Rory’s Story Cubes comes in a sturdy little box that opens up to reveal nine cubes or dice. Each die is a chunky 19mm to a side and contains six images, such as an “Apple,” an “Evil Shadow,” a “House,” a “Lightning Strike,” a “Lock,” a “Parachute,” a “Question Mark,” a “Tower,” and a “Wand.” None of the symbols are replicated, so with nine dice in the set, there are a total of fifty-four symbols to roll, which promises several million different combinations. The idea is to do “Once Upon a time” with these symbols, incorporating them into a story as the roller fancies. So for example, I roll an “Abacus,” “Flames,” “Happiness,” a “Magnifying Glass,” a “Mobile Telephone,” a “Parachute,” “Sleeping,” a “Tepee,” and a “Tower.” So my story might go like this…

Once upon a time, there lived a man called Dave, who could never get a full night’s sleep. He had a really dull job that involved him using an “Abacus” and never gave him time to examine how dull his life was. News that his life was to change came with a call on his “Mobile Telephone” and a dull monotone voice explaining how both the job and the ivory “Tower” of a life he had built around his job had gone up in “Flames.” This gave him the opportunity to examine his life using a “Magnifying Glass” and thus decide to use a “Parachute” to jump from the top of the “Tower.” Dave did. Now Dave does not have an “Abacus,” a dull job, a “Mobile Telephone,” or the need to visit an ivory “Tower.” Instead, every night he can be found “Sleeping” in a “Teepee.” Dave has found “Happiness.”

Now doubtless, you can do better. And you are welcome to try with your own set of Rory’s Story Cubes. How you do that is entirely up to you, as the extent of the rules in the “game” merely suggest that the stories can either be told solitaire or co-operatively. The problem with this is that it means that as a game, Rory’s Story Cubes lacks the structure that would make it game, because this is essentially not only “use the dice to make up the stories you want,” but also “make up the rules to how you tell those stories.” Arguably then, not sufficient enough to make it a game given its need for further input from the participants. Plus, the clue is in the title – Rory’s Story Cubes, not Rory’s Story Dice. After all, “Dice” infers a game, whereas “Cubes” do not.

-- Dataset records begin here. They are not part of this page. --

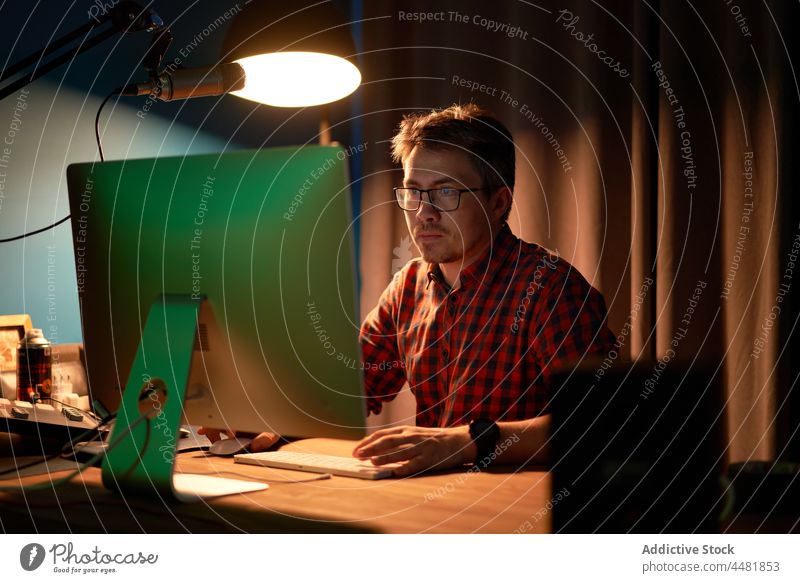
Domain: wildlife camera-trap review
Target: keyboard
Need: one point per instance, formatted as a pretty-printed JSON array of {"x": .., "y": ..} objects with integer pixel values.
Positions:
[{"x": 318, "y": 463}]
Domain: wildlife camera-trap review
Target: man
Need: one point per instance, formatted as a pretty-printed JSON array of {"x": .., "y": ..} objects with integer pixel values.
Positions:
[
  {"x": 477, "y": 324},
  {"x": 480, "y": 321}
]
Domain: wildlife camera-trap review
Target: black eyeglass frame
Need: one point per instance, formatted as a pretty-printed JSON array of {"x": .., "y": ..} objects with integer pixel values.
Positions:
[{"x": 430, "y": 201}]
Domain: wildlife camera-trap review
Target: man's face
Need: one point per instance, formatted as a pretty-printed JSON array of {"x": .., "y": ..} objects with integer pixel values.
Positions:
[{"x": 456, "y": 236}]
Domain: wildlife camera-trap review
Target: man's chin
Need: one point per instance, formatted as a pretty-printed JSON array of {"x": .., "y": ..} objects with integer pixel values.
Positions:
[{"x": 432, "y": 256}]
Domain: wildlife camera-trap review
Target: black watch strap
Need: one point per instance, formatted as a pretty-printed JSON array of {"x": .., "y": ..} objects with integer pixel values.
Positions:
[{"x": 485, "y": 434}]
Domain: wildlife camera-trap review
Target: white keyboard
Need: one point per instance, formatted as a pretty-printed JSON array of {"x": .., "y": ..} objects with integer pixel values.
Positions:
[{"x": 321, "y": 464}]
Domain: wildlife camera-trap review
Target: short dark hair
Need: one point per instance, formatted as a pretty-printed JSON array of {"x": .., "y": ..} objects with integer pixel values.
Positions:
[{"x": 468, "y": 127}]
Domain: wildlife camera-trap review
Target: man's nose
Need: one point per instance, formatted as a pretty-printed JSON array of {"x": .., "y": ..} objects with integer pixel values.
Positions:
[{"x": 427, "y": 213}]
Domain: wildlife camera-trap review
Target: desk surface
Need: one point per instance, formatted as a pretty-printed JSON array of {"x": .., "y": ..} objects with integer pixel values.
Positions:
[{"x": 498, "y": 500}]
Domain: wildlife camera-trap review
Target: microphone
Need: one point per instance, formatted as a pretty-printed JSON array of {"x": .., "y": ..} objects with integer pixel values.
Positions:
[{"x": 187, "y": 83}]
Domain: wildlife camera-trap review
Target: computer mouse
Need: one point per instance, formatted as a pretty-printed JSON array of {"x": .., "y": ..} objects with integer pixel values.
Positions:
[{"x": 229, "y": 447}]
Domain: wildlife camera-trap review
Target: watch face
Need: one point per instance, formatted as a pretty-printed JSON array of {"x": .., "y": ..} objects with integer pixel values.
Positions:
[{"x": 483, "y": 428}]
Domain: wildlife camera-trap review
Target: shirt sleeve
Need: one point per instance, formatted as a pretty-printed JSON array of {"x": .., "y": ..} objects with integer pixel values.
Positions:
[
  {"x": 384, "y": 367},
  {"x": 570, "y": 325}
]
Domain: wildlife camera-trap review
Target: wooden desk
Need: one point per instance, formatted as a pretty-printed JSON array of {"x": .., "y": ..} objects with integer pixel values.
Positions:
[{"x": 452, "y": 502}]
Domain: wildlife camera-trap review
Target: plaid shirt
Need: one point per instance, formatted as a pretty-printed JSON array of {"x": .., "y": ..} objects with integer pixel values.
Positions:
[{"x": 484, "y": 349}]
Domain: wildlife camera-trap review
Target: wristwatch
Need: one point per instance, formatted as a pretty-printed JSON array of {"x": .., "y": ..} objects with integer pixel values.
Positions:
[{"x": 485, "y": 434}]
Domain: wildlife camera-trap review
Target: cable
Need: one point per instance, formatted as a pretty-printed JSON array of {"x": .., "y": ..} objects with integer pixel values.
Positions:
[
  {"x": 71, "y": 443},
  {"x": 101, "y": 424},
  {"x": 97, "y": 122},
  {"x": 50, "y": 484},
  {"x": 36, "y": 232}
]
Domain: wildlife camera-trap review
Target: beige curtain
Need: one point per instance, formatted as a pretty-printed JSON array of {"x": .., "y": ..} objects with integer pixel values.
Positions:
[{"x": 655, "y": 156}]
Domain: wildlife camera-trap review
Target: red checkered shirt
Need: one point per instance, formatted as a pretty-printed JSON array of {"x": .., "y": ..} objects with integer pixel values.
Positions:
[{"x": 484, "y": 349}]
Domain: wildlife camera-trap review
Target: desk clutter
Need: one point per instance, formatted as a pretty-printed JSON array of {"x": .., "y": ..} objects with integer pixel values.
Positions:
[{"x": 44, "y": 387}]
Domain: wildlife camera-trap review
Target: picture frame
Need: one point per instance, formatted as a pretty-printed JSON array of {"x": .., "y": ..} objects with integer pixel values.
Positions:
[{"x": 12, "y": 330}]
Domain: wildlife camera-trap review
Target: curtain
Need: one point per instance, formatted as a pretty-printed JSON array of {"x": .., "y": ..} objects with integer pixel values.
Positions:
[{"x": 654, "y": 153}]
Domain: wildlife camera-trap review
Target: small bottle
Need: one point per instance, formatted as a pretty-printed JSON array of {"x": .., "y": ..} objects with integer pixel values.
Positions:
[{"x": 34, "y": 367}]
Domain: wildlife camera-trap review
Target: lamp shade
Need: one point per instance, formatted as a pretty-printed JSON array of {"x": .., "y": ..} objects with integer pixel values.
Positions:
[{"x": 293, "y": 54}]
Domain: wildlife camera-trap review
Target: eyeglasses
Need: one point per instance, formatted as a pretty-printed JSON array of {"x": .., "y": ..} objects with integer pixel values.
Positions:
[{"x": 443, "y": 199}]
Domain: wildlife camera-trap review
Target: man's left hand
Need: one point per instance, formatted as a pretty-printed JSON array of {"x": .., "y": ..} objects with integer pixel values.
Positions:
[{"x": 421, "y": 448}]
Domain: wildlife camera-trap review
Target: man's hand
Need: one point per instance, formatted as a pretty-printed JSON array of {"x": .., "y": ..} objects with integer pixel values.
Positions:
[
  {"x": 261, "y": 442},
  {"x": 422, "y": 448}
]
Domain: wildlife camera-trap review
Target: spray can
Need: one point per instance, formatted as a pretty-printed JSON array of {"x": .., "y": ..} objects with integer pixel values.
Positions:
[{"x": 34, "y": 367}]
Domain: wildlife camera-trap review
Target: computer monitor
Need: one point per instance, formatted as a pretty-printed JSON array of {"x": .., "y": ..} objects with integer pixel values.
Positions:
[{"x": 255, "y": 250}]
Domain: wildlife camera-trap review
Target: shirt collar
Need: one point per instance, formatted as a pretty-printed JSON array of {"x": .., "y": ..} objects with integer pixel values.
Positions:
[{"x": 487, "y": 264}]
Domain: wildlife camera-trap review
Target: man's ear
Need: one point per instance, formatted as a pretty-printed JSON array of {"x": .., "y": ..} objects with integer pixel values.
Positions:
[{"x": 500, "y": 202}]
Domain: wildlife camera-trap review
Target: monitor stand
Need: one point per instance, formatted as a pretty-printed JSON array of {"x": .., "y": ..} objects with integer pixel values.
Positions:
[{"x": 141, "y": 454}]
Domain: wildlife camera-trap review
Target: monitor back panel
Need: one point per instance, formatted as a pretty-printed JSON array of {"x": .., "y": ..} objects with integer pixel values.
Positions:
[{"x": 266, "y": 237}]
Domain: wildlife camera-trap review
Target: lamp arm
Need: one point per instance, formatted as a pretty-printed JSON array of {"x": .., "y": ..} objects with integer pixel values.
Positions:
[{"x": 124, "y": 17}]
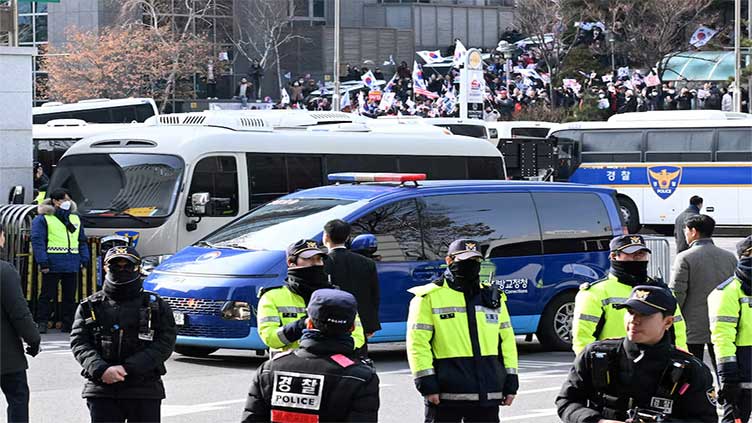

As a tool or a toy, Rory’s Story Cubes is much better. The images on the dice are large, friendly, and universal. Although due to their size, the dice feel a bit too much to all together fit in the hand, they possess a satisfying weight and heft. They would work well as an educational tool, whether that is in an education establishment, or simply as a means to spur your child’s imagination and thinking.

There is much to like about Rory’s Story Cubes. The dice are themselves physically pleasing and the concept sound. More rules would have made them even more pleasing, but as long as the users or players are happy to agree on the rules as to how they can tell their stories, then they are ready to roll their imaginations with Rory’s Story Cubes.